Die Leistungen aus der Erbmasse und dem Lastenausgleichsfonds sind auch keine Unterhaltsleistungen des Versicherten i. S. der letzten Alternative des § 42 AVG gewesen; sie hatten ihre Rechtsgrundlage im Erbrecht und Lastenausgleichsrecht und wurden zudem nicht vom Versicherten, sondern von anderen Verpflichteten erbracht.

Eine andere Beurteilung rechtfertigen auch Sinn und Zweck des § 42 AVG nicht. Insoweit kann der Senat an den am 16. April 1964 (SozR Nr. 21 und § 1265 RVO) entschiedenen Fall anknüpfen, in welchem der Versicherte seiner früheren Frau zur Sicherung des Unterhalts ebenfalls ein Vermögensrecht (einen Gesellschaftsanteil) übertragen hatte. Der Senat hatte damals erwogen, ob die Nutzungen des Vermögensrechts etwa bei "wirtschaftlicher Betrachtungsweise" als Unterhaltsleistungen des Versicherten gelten könnten.

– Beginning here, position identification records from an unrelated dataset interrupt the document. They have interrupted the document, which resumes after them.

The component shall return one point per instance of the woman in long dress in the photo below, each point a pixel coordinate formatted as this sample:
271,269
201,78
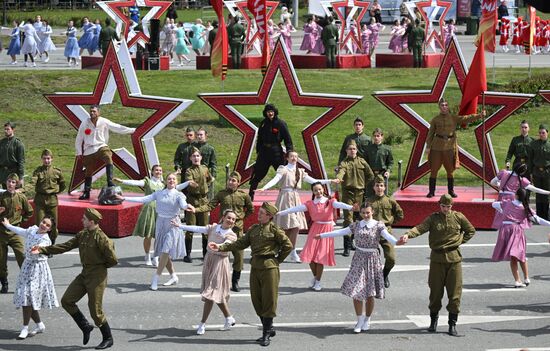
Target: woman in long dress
35,289
169,241
318,253
365,280
216,278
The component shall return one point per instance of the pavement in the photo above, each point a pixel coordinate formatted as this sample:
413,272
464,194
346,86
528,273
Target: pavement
494,315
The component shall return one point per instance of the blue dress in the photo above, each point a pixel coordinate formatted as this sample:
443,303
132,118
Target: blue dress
71,45
15,43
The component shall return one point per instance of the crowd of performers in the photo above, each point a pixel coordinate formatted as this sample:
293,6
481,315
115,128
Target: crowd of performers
364,166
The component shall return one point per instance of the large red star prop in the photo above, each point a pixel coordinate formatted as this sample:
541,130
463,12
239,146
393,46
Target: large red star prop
397,102
223,104
162,107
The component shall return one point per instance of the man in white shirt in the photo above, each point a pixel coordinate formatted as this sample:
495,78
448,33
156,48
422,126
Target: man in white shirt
91,146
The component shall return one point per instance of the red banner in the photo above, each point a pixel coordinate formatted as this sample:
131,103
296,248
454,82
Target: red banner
258,8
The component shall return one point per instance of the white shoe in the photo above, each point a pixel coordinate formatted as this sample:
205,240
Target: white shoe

Damit war die gleiche Betrachtungsweise gemeint, wie sie hier dem LSG "im Verhältnis zwischen den geschiedenen Eheleuten" vorschwebt. Hierzu hat der Senat jedoch dargelegt, daß eine solche Betrachtungsweise, wenn sie überhaupt zulässig sei, auf jeden Fall in der Unterhaltsersatzfunktion der Hinterbliebenenrente ihre Grenze finden müsse. Da die Rente für die geschiedene Frau den durch den Tod des Versicherten bewirkten gänzlichen Wegfall von Unterhaltspflichten oder Unterhaltsleistungen ersetzen solle, könnten diesen allenfalls solche sonstigen Pflichten und Leistungen gleichgestellt werden, die ebenfalls an die Person des Versicherten gebunden sind und mit seinem Tode zwangsläufig und völlig entfallen. Dies war in jenem Fall und ist auch im vorliegenden Fall zu verneinen. Die Rechtsstellung der Klägerin aufgrund der ihr vom Versicherten übertragenen Vermögensrechte ist durch dessen Tod nicht berührt worden; nach den Feststellungen des LSG hat sie sogar noch im Juni 1958 - ein Jahr nach dem Tode - eine weitere Leistung aus der an sich dem Versicherten zustehenden Hausratsentschädigung erhalten.

Auf die Revision der Beklagten ist deshalb das Urteil des LSG aufzuheben und die Berufung der Klägerin gegen das Urteil des SG zurückzuweisen.

Die Kostenentscheidung beruht auf § 193 SGG.